なので、やはりアメとムチで何かモチベーションを上げようとするその人事制度の在り方、根本的な所を変えていかないといけないという背景がありまして、だったら点数付けして、それが昇給やボーナスに連動するようなそういう仕組みはやめましょうと、グローバル企業が大きく舵を切って、日本の企業も導入している会社さんも増えてきたというような感じです。
嶋内:なるほど。そういう欧米企業から変わってきたという事なんですね。
福留:そうですね。特に普通の人事制度は半年とか1年間の目標設定して、期首に目標設定して期末にそれを点数付けして、それが昇給やボーナスに連動すると。
なのでこの昇給額を得たかったら、それだけの成果を上げて下さいねというでそういう仕組みで、非常に理にかなっているようではあるんですけれども、半年1年追いかけ続けられる目標がまず設定できなくなってきて、状況の変化が激しくて。

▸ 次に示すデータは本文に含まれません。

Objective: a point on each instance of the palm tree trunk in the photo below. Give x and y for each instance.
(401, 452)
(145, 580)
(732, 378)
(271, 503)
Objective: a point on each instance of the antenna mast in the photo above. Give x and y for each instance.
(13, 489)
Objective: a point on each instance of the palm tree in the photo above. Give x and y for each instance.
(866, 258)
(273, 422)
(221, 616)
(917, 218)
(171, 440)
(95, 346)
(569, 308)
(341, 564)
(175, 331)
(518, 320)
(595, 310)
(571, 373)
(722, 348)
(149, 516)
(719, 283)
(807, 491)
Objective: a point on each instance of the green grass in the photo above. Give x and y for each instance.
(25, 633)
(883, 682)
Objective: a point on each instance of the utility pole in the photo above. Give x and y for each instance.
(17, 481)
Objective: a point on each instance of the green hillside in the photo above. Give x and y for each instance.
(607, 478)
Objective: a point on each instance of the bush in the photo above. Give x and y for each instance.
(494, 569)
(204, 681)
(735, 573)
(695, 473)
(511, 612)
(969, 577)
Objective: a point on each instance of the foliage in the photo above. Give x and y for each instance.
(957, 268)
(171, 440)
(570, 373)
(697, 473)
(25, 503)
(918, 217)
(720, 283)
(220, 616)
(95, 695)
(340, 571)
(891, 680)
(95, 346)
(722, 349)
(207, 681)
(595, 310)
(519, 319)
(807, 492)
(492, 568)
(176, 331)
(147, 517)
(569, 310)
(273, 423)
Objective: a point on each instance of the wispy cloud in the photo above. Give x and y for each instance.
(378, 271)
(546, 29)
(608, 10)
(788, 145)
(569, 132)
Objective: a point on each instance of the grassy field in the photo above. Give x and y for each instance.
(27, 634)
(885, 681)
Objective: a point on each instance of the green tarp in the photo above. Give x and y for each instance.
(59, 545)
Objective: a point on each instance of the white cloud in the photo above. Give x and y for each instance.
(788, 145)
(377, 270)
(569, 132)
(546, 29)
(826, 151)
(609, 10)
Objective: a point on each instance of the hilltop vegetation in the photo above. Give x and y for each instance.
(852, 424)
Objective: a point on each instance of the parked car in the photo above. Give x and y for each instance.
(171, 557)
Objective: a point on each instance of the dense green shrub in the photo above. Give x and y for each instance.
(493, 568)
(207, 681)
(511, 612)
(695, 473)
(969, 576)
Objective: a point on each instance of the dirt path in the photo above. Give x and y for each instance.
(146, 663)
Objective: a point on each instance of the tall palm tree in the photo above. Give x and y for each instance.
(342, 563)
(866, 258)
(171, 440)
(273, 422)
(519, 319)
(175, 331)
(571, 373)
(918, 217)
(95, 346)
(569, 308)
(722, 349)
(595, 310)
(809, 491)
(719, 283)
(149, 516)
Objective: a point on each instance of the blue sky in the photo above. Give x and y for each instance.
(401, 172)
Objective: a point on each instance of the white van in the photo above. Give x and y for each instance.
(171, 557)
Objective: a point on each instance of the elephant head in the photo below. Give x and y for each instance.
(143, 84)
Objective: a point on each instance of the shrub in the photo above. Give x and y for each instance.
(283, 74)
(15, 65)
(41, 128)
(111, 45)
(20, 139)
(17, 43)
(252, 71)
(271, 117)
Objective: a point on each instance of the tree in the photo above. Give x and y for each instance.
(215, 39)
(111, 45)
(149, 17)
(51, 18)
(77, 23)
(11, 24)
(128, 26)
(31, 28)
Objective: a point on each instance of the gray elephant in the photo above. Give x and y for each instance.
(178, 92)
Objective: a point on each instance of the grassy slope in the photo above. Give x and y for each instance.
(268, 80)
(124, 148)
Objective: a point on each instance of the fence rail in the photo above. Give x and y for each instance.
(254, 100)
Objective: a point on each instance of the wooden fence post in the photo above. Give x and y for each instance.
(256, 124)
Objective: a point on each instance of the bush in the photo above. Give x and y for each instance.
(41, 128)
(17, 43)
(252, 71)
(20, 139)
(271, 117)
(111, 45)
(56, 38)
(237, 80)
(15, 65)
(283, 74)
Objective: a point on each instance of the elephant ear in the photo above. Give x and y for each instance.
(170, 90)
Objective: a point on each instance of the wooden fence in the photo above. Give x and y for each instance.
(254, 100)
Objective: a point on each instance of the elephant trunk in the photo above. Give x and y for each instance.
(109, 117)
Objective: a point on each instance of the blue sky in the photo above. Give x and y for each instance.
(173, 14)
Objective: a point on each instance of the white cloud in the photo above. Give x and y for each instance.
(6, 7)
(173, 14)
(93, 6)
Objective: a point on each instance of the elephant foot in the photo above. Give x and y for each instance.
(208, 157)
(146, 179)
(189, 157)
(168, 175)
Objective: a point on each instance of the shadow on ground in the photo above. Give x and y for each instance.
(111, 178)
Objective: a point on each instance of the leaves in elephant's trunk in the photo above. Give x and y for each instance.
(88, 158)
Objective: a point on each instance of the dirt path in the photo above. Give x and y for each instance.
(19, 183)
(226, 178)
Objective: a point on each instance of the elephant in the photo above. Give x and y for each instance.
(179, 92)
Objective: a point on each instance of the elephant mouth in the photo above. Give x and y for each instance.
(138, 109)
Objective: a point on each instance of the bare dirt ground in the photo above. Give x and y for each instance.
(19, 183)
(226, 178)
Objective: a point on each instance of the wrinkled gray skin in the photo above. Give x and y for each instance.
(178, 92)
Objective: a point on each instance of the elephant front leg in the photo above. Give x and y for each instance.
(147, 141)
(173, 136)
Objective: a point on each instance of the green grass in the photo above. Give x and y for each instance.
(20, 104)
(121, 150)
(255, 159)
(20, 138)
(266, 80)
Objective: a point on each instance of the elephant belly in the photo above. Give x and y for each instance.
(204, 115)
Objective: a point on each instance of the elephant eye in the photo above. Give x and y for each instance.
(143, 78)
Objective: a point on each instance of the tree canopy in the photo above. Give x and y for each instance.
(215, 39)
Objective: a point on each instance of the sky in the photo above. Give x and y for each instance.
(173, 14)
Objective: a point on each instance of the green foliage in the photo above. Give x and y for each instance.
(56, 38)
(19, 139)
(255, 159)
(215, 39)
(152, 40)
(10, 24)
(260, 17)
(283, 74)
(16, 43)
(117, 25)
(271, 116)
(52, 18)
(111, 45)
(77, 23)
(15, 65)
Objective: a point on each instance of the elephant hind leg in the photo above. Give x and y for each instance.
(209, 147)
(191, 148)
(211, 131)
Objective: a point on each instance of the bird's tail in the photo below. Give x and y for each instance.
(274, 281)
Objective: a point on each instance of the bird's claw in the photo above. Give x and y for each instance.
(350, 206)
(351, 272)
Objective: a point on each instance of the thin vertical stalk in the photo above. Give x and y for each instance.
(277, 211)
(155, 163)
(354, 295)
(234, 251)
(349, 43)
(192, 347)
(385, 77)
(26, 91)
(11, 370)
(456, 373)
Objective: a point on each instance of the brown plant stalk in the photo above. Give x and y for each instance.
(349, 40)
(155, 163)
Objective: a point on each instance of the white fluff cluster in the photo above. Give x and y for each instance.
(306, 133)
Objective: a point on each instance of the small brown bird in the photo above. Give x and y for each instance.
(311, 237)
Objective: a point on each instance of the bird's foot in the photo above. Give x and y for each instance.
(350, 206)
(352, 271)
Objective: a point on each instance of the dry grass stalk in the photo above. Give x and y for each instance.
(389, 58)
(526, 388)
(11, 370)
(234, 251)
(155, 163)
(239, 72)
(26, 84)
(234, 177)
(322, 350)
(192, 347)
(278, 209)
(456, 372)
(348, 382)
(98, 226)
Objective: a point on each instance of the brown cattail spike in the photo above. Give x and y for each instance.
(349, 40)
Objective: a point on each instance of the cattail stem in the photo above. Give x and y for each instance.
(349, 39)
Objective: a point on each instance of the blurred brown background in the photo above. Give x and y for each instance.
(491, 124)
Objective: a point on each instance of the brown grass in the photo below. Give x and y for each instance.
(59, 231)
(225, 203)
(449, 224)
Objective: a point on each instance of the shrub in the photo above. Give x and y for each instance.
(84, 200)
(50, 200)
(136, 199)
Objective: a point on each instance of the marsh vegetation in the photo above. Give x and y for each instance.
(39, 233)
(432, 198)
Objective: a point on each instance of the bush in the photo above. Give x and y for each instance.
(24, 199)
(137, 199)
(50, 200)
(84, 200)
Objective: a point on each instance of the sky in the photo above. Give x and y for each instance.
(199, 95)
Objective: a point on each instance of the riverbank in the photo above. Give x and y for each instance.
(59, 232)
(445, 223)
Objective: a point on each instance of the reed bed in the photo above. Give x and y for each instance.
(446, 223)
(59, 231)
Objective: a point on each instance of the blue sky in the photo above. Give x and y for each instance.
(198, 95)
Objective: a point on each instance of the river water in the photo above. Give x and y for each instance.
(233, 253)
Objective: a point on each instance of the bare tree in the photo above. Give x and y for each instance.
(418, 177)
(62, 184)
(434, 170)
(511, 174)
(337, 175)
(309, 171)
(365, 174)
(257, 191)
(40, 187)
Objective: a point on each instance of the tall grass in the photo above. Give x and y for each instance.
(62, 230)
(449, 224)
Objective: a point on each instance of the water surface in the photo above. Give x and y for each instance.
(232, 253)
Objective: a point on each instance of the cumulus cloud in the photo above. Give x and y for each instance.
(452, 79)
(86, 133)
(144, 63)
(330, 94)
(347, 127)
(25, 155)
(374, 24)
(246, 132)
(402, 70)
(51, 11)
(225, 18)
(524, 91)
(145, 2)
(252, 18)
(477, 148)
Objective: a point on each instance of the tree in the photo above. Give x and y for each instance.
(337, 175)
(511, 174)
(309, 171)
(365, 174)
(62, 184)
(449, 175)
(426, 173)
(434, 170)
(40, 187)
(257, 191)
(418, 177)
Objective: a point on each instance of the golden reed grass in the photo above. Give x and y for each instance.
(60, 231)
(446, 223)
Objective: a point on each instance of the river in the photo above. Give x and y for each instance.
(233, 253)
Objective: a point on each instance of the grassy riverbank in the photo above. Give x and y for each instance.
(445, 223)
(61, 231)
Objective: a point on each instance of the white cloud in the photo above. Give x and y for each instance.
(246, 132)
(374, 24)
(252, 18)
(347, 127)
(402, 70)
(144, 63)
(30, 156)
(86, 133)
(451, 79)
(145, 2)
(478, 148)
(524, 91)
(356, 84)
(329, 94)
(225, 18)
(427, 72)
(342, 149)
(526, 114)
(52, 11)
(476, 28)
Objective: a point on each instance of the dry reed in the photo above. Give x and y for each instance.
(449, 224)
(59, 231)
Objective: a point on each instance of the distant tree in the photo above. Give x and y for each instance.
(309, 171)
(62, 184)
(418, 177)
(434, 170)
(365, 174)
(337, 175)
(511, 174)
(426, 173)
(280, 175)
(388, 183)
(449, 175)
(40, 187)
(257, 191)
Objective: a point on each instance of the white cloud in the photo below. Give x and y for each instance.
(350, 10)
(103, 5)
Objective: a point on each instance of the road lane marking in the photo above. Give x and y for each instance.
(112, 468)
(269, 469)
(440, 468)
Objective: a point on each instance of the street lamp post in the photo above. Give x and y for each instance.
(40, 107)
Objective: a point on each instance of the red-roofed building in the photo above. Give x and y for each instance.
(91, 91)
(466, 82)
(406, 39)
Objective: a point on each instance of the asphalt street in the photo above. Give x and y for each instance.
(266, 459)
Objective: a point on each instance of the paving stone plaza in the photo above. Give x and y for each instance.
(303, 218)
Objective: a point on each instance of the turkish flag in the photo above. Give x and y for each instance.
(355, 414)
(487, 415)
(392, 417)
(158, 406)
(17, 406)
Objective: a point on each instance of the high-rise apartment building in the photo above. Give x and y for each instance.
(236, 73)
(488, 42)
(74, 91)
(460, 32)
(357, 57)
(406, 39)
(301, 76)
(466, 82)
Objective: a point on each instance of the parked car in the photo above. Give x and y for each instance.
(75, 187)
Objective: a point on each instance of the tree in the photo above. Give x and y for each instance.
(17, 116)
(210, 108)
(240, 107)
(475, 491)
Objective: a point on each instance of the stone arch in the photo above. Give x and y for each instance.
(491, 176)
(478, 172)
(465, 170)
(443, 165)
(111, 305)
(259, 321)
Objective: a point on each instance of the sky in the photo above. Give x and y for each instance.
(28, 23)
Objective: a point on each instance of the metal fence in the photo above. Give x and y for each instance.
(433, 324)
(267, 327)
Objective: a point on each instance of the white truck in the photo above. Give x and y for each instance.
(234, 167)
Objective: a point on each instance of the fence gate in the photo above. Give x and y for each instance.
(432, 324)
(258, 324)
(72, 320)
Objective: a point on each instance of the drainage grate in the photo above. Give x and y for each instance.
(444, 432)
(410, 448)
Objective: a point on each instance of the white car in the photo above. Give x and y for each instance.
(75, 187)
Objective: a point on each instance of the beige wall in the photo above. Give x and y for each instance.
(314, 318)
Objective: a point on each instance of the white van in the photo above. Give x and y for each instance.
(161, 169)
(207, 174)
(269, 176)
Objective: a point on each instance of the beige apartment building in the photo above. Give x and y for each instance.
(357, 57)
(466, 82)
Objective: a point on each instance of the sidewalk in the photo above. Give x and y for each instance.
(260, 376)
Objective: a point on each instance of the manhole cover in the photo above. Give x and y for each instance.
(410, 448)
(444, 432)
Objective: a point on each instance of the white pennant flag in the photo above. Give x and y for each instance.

ただその制度自体は期首に立てた目標を期末に評価しないといけないんで、やってない目標をずっと評価していかないといけないとか、非常に制度疲労が激しかったわけなので、画一的な目標を設定してそれに対して点数を付けるというそういうテクニック的な人事制度のそういう面も無理が生じてきて、
実際にはグローバル企業を中心に例えば1年とか半年追いかけられ続けられる、目標設定できない、あるいは期首に目標も柔軟に修正していかなければならない、かつ例えきちんと点数を付けられたとしてもそんなにモチベーションに繋がらない、創造性に繋がらないんだったらもうそれいっその事やめてしまいましょうというような考えですね。
嶋内:なるほど、単純な目標達成型の人事制度が有効に機能する業務が少なくなってきたと。
だから過去において機能してた事についてそうじゃないというわけではなくて、そういう事で機能できる仕事が減ってきた、今求められるスピード感やするべく仕事と、そういった過去に有効に機能した制度が不具合を生じていると。
福留:特にグローバル企業は、元々は成果主義ですから、成果を図る根本的な制度に支障をきたすと、その成果主義人事制度自体が意味をなさなくなってきますので、そういった文化的な背景もあると思います。
嶋内:成果主義である点と、ノーレイティングが必ずしも仲違いはしないという理解で大丈夫なんですね。
わからなかった部分、やっぱり外種系の企業ほど成果を測定していく上で、これまでの制度では上手くいかなくなったという事で、このノーレイティングという事が広がってきていて、それがやっぱり日本の企業においても同様に求める成果とそれを測定する技術が合わなくなってきていて、注目を浴びているといういう事をよく理解できました。福留さんありがとうございました。